Combining high-definition positron emission tomography (PET) and "motion-frozen" technology provides enhanced cardiac images. The motion-frozen technology adds physiological details that were previously invisible to physicians, according to researchers at SNM's 56th Annual Meeting in Toronto.
A new study of the combined technologies shows that the method provides exceptional PET image quality and can significantly change the diagnosis of patients with heart disease.
"Our study shows that combining these technologies revealed defects that otherwise would not have been imaged," said Ludovic Le Meunier, senior scientist at Siemens Healthcare Molecular Imaging, Hoffman Estates, Ill., and Cedars-Sinai Medical Center in Los Angeles. "While our study was limited to a specific imaging test, the findings could indicate a whole new level of quality in cardiac imaging and could significantly advance the ways that physicians diagnose and treat heart disease."
About 550,000 patients each year in the United States suffer a new form of heart failure. PET myocardial viability assessments are widely prescribed for these patients to assess the heart's muscular wall, or myocardium, and help physicians make decisions about treatment. However, cardiac PET image quality can be limited by the physiological motion of the heart, which can distort images, and by certain shortcomings in PET scanners.
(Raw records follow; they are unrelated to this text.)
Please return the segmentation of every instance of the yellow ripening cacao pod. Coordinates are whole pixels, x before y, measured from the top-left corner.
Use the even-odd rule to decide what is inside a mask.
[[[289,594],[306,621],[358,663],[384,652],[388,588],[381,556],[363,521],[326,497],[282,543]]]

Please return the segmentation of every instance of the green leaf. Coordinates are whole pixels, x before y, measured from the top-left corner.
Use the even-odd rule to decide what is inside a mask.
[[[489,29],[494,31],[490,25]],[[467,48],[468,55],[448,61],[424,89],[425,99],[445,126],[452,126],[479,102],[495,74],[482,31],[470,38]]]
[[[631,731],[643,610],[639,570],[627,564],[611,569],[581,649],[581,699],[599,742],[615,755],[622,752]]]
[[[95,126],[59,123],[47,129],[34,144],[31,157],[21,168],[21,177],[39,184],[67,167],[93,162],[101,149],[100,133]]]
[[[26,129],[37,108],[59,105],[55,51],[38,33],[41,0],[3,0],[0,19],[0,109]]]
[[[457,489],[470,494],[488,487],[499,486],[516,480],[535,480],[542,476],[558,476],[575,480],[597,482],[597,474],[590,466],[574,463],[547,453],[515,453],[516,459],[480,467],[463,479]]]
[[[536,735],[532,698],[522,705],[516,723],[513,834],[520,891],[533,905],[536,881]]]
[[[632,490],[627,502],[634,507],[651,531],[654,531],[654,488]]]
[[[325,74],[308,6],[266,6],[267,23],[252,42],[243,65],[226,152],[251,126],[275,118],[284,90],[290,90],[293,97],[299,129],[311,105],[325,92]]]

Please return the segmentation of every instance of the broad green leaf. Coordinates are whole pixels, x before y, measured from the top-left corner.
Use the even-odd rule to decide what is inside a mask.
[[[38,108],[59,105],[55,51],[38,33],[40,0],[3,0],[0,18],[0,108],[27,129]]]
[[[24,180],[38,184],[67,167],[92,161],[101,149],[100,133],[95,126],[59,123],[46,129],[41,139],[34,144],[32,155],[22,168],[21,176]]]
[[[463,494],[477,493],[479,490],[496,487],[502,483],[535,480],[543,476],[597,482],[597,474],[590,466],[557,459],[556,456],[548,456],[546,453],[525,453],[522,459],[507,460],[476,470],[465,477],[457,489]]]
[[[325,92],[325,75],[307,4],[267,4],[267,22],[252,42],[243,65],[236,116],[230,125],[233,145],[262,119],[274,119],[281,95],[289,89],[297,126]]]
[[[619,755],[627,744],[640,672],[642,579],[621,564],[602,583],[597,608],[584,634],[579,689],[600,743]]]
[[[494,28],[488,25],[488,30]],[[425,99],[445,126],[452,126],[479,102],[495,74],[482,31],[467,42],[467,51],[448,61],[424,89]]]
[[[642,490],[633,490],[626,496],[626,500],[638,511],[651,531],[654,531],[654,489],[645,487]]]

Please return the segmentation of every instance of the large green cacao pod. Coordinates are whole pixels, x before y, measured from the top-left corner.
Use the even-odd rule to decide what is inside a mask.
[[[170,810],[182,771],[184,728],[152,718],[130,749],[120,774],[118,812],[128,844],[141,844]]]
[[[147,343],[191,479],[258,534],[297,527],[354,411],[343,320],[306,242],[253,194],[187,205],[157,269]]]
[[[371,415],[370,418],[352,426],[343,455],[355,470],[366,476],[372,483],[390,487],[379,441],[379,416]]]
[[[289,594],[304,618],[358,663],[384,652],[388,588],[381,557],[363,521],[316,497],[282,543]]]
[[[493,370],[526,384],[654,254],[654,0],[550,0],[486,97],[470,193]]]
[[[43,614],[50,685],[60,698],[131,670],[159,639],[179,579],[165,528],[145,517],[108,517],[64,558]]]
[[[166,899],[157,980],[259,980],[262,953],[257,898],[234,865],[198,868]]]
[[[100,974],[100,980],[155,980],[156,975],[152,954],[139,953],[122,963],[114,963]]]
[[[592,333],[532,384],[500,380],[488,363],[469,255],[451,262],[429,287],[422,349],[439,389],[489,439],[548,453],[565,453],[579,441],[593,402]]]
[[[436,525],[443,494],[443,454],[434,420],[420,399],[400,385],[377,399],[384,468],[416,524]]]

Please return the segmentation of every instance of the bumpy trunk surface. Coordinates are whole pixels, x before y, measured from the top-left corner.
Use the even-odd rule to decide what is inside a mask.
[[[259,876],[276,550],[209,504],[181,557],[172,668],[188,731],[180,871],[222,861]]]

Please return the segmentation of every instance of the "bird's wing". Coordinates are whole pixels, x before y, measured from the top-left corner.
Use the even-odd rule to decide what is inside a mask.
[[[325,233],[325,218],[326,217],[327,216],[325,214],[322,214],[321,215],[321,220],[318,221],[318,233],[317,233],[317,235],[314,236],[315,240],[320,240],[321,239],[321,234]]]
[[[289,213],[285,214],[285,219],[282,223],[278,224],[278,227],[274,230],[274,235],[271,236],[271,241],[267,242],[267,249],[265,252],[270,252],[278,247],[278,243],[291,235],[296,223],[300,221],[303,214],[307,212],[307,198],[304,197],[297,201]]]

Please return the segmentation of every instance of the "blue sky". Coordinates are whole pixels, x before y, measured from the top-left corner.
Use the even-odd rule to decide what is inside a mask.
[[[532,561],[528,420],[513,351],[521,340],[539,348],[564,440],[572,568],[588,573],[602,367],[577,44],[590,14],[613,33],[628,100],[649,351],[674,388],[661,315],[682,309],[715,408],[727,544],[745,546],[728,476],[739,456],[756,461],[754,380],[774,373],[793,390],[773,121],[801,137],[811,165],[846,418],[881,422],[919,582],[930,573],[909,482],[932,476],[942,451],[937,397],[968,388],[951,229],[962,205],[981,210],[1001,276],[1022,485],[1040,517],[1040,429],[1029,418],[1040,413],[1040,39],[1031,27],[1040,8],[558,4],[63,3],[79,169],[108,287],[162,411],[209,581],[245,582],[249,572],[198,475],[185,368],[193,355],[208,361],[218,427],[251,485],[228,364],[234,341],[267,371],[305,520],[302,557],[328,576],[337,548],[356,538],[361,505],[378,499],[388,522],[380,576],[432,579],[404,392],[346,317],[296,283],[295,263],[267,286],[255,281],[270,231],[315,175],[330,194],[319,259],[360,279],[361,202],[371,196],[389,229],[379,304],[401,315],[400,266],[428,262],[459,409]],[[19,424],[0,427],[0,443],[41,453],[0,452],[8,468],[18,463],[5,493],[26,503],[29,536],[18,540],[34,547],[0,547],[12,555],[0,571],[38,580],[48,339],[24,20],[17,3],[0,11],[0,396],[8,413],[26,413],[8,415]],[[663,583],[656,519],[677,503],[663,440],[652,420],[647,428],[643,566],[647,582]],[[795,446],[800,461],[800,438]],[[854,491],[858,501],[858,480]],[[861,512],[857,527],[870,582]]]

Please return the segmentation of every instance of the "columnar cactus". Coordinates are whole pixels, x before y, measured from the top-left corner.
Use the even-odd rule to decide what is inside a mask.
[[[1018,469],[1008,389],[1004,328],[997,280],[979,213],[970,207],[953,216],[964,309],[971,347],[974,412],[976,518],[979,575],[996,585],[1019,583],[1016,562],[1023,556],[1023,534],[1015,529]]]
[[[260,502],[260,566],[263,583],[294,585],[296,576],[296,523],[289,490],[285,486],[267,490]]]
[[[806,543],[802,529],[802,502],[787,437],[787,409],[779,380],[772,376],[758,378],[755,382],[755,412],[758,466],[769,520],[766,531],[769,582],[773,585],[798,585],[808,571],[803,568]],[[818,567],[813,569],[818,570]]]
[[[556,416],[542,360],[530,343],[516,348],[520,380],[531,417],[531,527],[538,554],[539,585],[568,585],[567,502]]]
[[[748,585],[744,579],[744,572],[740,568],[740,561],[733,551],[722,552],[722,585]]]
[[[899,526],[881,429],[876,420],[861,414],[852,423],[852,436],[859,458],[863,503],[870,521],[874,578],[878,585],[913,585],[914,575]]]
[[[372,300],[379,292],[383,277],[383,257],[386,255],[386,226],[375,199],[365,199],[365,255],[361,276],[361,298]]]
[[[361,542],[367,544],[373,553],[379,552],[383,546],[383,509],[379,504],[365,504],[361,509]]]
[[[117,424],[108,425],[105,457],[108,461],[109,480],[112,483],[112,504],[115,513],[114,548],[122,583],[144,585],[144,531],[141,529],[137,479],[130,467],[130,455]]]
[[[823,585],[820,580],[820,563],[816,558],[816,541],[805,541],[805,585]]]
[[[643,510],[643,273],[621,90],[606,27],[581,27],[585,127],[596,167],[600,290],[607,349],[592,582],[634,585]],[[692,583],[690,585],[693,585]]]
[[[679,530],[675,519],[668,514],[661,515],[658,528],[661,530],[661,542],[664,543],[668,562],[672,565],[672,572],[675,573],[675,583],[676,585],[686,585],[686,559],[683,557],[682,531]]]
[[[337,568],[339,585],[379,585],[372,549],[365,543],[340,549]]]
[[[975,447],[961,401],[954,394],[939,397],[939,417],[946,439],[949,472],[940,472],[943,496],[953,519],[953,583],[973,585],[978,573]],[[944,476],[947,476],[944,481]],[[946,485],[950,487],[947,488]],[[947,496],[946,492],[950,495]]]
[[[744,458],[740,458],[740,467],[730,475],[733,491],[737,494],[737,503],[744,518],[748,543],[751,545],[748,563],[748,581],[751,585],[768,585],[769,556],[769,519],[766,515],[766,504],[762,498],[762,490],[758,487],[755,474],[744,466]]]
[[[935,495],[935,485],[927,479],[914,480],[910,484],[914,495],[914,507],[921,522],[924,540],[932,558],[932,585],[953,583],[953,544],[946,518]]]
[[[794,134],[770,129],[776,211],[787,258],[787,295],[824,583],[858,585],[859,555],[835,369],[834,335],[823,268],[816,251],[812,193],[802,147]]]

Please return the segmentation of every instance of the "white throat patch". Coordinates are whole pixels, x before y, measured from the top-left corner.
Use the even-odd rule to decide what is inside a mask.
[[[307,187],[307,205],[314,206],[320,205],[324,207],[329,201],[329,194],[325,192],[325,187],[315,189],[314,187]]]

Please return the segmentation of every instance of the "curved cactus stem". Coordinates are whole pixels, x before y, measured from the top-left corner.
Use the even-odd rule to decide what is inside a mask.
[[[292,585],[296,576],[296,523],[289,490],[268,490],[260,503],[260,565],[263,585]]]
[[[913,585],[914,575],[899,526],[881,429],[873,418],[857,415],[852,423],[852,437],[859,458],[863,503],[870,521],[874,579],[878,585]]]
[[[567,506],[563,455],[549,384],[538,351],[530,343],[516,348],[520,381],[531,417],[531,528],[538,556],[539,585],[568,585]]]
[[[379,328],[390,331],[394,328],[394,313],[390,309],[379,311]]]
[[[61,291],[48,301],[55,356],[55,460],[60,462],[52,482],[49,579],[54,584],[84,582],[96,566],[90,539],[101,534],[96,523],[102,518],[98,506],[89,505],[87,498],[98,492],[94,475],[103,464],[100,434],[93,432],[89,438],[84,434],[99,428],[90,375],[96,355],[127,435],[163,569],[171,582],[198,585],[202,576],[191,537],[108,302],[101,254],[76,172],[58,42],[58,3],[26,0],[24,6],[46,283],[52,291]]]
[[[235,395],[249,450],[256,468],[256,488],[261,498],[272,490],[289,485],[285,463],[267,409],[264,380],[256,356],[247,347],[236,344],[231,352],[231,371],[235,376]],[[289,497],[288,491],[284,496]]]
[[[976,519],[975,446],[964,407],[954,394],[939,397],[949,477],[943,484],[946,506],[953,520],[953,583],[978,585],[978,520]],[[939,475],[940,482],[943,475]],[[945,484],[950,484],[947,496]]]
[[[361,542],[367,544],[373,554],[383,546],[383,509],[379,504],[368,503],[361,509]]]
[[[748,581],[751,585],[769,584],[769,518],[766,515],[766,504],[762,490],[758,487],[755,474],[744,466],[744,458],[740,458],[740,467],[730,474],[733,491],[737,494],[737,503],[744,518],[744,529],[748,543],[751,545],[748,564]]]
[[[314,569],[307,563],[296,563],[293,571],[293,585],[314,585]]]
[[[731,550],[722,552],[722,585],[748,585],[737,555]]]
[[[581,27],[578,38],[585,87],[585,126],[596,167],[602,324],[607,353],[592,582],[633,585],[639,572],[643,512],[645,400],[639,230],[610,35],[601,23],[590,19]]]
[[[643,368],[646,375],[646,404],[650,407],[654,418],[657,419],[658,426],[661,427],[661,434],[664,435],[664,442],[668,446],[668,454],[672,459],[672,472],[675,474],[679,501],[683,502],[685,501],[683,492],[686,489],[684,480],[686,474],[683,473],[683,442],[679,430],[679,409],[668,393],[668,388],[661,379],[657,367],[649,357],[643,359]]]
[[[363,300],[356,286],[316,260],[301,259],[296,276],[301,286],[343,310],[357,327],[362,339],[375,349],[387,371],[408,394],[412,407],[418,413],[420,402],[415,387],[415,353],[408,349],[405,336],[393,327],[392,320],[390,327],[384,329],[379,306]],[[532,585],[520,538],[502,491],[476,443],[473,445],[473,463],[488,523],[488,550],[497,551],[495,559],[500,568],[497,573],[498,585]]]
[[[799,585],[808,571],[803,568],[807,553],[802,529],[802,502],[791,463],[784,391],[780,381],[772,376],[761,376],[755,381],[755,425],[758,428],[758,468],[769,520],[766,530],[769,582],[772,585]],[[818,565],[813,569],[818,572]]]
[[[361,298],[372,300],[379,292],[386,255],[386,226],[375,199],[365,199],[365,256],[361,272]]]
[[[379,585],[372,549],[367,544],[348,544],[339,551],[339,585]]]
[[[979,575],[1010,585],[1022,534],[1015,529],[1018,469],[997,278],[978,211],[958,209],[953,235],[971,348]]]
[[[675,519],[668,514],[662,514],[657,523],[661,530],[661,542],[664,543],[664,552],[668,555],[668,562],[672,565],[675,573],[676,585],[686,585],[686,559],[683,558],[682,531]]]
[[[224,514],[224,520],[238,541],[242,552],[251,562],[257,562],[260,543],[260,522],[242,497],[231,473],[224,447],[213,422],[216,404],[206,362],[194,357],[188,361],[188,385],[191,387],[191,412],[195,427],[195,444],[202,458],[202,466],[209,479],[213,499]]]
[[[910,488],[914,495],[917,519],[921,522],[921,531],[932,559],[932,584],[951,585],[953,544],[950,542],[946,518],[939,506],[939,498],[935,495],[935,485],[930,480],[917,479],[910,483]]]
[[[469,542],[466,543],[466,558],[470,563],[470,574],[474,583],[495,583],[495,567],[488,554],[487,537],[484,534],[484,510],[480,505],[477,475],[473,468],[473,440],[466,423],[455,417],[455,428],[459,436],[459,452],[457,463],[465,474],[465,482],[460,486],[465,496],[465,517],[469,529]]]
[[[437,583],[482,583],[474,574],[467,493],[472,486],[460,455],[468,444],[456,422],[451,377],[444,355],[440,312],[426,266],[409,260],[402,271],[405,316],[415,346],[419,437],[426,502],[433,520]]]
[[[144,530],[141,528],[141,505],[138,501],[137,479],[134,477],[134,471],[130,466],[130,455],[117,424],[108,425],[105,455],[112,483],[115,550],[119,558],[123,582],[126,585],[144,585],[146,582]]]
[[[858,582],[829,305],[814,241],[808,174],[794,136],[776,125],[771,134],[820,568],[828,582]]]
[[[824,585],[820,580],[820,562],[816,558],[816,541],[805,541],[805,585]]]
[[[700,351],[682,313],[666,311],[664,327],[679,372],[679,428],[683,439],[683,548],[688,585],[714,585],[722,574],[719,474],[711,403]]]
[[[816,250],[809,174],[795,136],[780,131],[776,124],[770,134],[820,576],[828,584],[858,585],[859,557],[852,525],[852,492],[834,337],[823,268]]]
For the study, images of the heart were obtained by combining a high-definition Siemens PET scanner with Cedars-Sinai's motion-frozen technology. The high-definition PET scanner uses "spatially variant detector spatial response" when the image is reconstructed, correcting for distortion and noise that can make images hard to interpret. The motion-frozen technology, originally developed by Piotr Slomka, research scientist at Cedars-Sinai Medical Center, is an image-processing technique that compensates for the motion of the beating heart. It removes unwanted blur and thus improves the diagnostic value of imaging.
In the study, the combined technologies were used to obtain images of ten patients who were referred for PET myocardial viability assessments at Cedars-Sinai Medical Center. For these patients, the diagnostic results were modified after imaging with the new technologies—sometimes drastically. By combining high-definition PET and motion-frozen technology, the resulting cardiac PET images provided physiological details that were previously hidden from physicians.
Researchers are investigating expanding this technique to correct for the distortions that arise from respiratory motion during imaging. Preliminary results of a separate study (Abstract 1474, "Motion frozen dual gated cardiac and respiratory PET images") are also being presented at SNM's Annual Meeting.